I had… a fascinating visit with Dole… [his opponent during his second election to Presidency]. He came to see me with a little toy for our cat, Socks, which he said was from his dog. We discussed the election, foreign policy and budget negotiations. The press was still buzzing about campaign finance abuses. Besides the [Democratic National Committee], the Republican National Committee and the Dole campaign had committed some violations. I had been criticised for inviting supporters to spend the night at the White House and for hosting morning coffees with administration members, supporters, contributors, and others who had no political ties to us.

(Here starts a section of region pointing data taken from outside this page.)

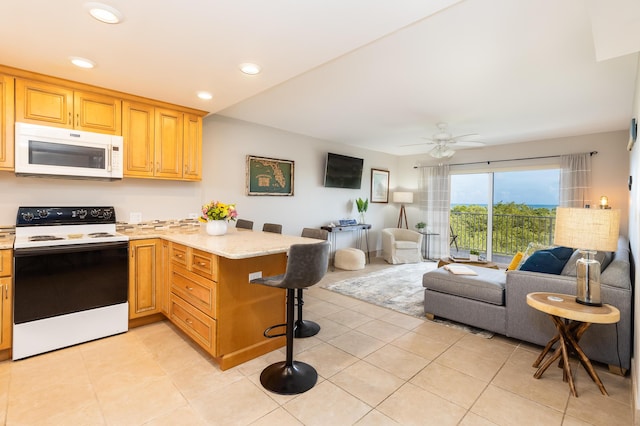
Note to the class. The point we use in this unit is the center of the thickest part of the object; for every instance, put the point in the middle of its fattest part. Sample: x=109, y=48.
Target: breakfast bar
x=209, y=296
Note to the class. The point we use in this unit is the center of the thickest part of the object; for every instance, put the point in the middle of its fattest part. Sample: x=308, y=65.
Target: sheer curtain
x=575, y=180
x=435, y=204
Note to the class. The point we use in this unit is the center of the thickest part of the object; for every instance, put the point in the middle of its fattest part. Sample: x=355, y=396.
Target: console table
x=359, y=228
x=571, y=320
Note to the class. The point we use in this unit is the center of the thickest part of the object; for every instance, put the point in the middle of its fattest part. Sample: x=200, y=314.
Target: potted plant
x=473, y=255
x=362, y=206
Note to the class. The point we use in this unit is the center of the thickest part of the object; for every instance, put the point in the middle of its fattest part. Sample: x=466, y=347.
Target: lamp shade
x=590, y=229
x=403, y=197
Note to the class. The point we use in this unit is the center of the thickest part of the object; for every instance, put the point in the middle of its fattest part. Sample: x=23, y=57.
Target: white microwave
x=55, y=151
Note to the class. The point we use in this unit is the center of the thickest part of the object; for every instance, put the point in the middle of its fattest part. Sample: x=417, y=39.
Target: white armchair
x=401, y=245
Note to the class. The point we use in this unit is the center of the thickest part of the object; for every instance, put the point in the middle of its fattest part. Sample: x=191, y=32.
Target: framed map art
x=269, y=176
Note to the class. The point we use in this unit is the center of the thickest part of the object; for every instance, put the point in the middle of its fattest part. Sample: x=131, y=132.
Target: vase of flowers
x=362, y=206
x=216, y=215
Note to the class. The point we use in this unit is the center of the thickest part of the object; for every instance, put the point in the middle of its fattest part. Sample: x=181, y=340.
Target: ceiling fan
x=443, y=141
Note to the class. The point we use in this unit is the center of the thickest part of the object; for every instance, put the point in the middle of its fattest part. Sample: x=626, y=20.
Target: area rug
x=399, y=288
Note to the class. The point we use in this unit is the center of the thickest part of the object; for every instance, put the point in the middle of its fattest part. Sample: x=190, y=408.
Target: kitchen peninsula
x=202, y=286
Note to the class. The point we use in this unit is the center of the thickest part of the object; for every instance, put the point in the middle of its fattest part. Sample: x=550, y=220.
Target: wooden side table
x=572, y=320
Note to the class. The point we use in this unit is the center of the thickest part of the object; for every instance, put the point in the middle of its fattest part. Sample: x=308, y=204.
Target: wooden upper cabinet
x=6, y=123
x=192, y=147
x=48, y=104
x=138, y=132
x=97, y=113
x=169, y=143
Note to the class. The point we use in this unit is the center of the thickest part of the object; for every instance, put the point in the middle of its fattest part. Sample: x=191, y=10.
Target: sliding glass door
x=500, y=213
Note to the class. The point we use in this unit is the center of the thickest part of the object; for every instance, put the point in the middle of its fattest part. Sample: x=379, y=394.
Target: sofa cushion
x=550, y=261
x=487, y=286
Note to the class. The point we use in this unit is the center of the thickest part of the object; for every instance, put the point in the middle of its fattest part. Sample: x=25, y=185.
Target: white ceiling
x=371, y=73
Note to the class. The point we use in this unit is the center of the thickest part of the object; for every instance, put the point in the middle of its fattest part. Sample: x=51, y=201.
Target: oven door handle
x=71, y=248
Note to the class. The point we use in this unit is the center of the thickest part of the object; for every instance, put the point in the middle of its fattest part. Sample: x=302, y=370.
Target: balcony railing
x=510, y=233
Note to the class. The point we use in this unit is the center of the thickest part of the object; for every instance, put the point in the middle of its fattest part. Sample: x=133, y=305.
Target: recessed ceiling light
x=82, y=62
x=249, y=68
x=104, y=13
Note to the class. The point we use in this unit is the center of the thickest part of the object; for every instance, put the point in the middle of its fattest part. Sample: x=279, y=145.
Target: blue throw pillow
x=550, y=261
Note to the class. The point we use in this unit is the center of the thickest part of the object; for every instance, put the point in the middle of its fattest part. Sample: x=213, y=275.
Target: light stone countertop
x=235, y=244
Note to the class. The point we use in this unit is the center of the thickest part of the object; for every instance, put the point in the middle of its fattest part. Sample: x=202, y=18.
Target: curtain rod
x=591, y=153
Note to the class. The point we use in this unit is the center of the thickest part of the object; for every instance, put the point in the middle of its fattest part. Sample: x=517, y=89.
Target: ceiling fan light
x=104, y=13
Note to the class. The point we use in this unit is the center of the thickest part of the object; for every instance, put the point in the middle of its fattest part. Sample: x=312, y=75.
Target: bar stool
x=305, y=328
x=306, y=265
x=272, y=227
x=244, y=224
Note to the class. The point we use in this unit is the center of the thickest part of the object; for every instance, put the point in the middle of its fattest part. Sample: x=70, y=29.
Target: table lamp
x=403, y=198
x=589, y=231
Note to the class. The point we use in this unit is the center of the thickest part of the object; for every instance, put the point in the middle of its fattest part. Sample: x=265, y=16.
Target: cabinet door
x=5, y=312
x=44, y=104
x=144, y=275
x=138, y=132
x=168, y=146
x=192, y=147
x=97, y=113
x=165, y=283
x=6, y=123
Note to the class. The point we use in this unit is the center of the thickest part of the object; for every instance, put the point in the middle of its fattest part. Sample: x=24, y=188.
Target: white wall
x=609, y=166
x=227, y=142
x=634, y=238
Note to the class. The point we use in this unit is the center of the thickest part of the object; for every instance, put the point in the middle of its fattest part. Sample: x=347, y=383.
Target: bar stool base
x=289, y=379
x=305, y=329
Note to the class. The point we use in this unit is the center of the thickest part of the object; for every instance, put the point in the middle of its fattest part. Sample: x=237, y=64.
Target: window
x=500, y=213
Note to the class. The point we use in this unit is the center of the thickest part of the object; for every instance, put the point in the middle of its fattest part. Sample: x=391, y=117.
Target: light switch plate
x=135, y=217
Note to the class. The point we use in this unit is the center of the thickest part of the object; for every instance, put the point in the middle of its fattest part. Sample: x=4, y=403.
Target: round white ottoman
x=350, y=259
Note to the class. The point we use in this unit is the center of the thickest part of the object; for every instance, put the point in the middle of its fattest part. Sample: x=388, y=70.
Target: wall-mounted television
x=342, y=171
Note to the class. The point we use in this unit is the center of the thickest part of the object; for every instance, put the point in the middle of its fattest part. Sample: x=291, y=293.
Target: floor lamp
x=403, y=198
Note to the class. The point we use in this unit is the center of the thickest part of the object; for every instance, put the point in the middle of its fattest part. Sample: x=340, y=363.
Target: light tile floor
x=376, y=367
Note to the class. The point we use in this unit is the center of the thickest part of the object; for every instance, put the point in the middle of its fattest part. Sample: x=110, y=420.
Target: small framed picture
x=269, y=176
x=379, y=186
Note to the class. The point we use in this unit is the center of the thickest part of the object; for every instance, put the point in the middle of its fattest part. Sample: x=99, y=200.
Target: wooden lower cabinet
x=6, y=303
x=145, y=272
x=213, y=302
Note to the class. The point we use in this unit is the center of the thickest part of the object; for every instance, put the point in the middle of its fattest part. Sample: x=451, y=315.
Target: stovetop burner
x=100, y=234
x=44, y=238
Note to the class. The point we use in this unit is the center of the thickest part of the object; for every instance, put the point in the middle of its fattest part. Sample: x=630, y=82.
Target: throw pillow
x=515, y=261
x=531, y=248
x=549, y=261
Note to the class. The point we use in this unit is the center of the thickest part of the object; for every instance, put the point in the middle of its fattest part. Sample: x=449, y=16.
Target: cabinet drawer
x=6, y=258
x=196, y=290
x=204, y=264
x=197, y=325
x=178, y=254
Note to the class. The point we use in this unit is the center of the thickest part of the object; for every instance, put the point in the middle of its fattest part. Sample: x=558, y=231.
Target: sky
x=521, y=187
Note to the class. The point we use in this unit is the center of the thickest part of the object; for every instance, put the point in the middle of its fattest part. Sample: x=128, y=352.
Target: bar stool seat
x=306, y=265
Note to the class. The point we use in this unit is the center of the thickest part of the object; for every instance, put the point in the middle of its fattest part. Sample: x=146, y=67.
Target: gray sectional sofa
x=496, y=301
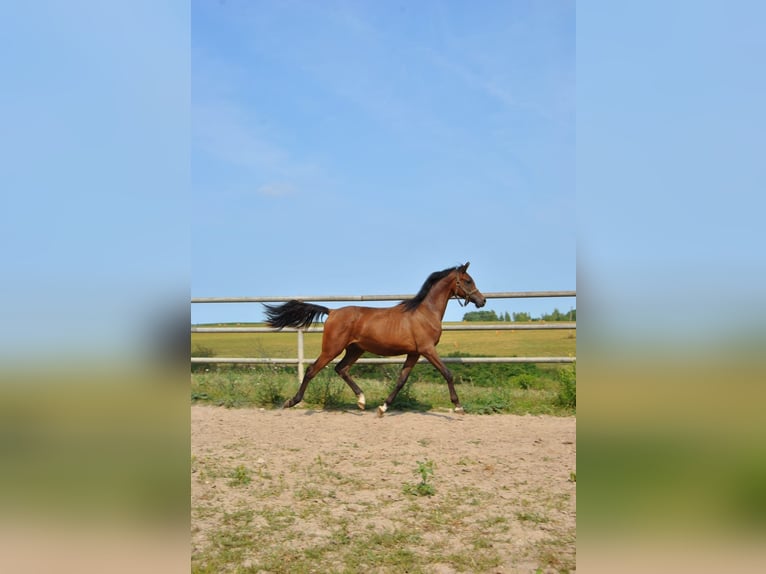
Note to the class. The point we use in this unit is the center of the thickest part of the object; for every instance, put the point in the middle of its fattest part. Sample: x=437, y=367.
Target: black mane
x=433, y=279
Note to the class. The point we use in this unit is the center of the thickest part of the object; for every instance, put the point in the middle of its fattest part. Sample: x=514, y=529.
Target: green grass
x=482, y=388
x=521, y=343
x=255, y=387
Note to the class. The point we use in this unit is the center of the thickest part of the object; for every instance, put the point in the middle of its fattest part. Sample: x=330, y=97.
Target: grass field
x=498, y=343
x=482, y=388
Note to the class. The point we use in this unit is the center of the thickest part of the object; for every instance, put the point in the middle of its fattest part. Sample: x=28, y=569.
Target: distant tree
x=522, y=317
x=480, y=316
x=557, y=315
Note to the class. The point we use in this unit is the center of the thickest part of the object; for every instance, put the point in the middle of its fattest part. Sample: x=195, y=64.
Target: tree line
x=520, y=317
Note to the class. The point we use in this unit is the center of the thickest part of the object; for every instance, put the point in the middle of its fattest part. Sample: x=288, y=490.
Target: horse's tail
x=294, y=314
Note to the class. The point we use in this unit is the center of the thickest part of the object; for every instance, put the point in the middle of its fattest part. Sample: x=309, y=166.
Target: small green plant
x=240, y=476
x=426, y=470
x=567, y=396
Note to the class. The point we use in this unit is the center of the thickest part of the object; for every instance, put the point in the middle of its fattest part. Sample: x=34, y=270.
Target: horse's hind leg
x=408, y=364
x=353, y=352
x=311, y=372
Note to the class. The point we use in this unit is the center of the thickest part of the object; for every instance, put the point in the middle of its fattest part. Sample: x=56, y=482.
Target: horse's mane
x=433, y=279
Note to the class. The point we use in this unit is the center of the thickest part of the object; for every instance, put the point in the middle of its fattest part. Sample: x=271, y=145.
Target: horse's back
x=383, y=331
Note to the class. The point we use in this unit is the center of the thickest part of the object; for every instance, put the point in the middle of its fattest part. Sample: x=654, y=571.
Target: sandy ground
x=503, y=484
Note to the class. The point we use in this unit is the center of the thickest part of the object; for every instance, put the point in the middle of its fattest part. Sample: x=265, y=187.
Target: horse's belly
x=385, y=350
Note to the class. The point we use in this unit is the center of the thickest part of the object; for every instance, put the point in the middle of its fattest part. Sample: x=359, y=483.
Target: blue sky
x=355, y=147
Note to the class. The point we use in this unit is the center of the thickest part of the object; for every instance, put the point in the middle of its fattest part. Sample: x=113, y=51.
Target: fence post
x=300, y=356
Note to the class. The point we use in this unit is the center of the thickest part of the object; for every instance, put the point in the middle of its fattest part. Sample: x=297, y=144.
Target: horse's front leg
x=408, y=364
x=436, y=361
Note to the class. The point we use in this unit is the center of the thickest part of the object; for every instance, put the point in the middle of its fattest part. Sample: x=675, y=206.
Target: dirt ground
x=306, y=490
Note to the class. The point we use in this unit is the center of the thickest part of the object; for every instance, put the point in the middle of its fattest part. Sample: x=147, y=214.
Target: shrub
x=567, y=396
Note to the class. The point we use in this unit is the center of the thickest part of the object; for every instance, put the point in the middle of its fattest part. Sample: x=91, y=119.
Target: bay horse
x=412, y=328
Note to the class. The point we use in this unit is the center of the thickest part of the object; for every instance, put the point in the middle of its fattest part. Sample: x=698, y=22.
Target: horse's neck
x=438, y=297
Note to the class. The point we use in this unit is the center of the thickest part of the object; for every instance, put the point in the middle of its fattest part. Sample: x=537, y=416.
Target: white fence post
x=300, y=355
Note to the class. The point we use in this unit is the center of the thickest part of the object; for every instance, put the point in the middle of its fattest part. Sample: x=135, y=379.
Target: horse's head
x=465, y=287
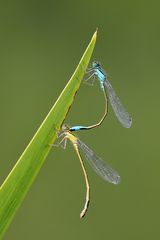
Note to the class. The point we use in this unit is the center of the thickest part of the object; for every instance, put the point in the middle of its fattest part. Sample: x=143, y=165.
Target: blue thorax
x=100, y=73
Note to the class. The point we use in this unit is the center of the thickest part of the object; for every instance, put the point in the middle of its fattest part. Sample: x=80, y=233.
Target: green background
x=40, y=46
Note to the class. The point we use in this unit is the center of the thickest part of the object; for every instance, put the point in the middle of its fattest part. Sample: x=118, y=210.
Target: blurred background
x=41, y=43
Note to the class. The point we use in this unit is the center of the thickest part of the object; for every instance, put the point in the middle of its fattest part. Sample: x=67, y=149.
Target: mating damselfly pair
x=98, y=165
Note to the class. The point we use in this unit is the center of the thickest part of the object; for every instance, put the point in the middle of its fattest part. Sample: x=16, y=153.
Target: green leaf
x=21, y=177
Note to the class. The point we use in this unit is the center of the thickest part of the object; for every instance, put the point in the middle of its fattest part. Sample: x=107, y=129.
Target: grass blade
x=21, y=177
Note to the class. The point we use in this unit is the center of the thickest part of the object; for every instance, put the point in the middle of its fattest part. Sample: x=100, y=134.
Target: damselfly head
x=96, y=64
x=65, y=127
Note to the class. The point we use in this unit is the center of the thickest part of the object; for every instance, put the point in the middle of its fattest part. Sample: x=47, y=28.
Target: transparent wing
x=120, y=112
x=98, y=165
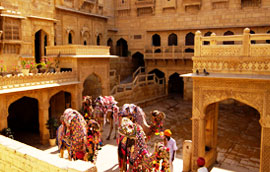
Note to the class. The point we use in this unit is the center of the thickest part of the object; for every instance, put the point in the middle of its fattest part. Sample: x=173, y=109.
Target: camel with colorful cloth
x=74, y=135
x=133, y=151
x=137, y=115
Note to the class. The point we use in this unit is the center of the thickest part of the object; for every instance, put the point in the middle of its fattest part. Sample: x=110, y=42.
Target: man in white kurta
x=171, y=144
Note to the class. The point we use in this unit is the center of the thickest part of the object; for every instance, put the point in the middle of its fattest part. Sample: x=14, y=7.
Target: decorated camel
x=77, y=136
x=108, y=106
x=132, y=150
x=137, y=115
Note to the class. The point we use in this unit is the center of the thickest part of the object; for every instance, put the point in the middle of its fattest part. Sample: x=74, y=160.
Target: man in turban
x=200, y=163
x=171, y=144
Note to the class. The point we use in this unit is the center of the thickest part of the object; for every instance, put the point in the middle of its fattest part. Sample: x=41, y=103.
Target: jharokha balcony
x=20, y=82
x=144, y=3
x=169, y=52
x=234, y=54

I asked Dole, based on his years of experience, whether politics and politicians were more or less honest than they had been thirty years earlier. “Oh, it's not close,” he said. “Much more honest today.” Then I asked, “Would you agree that people think things are less honest?” “Sure,” he said, “but they're wrong about it.”

I don't know how that stands up given the current Republican hoo-ha over funding.

The second quote concerns George W Bush. The whole book is very interesting on the Bushes, Clinton genuinely seems to like Bush Sr but he hated the result in 2000 and hated even more the way it happened. Still he acknowledges George W has some political talents but can't help to put the knife in here., albeit indirectly…

The next day President-elect Bush came to the White House… We talked about the campaign, White House operations, and national security. He was putting together an experienced team from past Republican administrations who believed that the biggest security issues were the need for national missile defense and Iraq. I told him that based on the last eight years, I thought the biggest security problems, in order, would be Osama bin Laden and al Qaeda; the absence of peace in the Middle East; the standoff between nuclear power India and Pakistan, and the ties of the Pakistanis to the Taliban and al Qaeda; North Korea; and then Iraq. I said that my biggest disappointment was not getting bin Laden…

He listened to what I had to say without much comment, then changed the subject to how I did the job.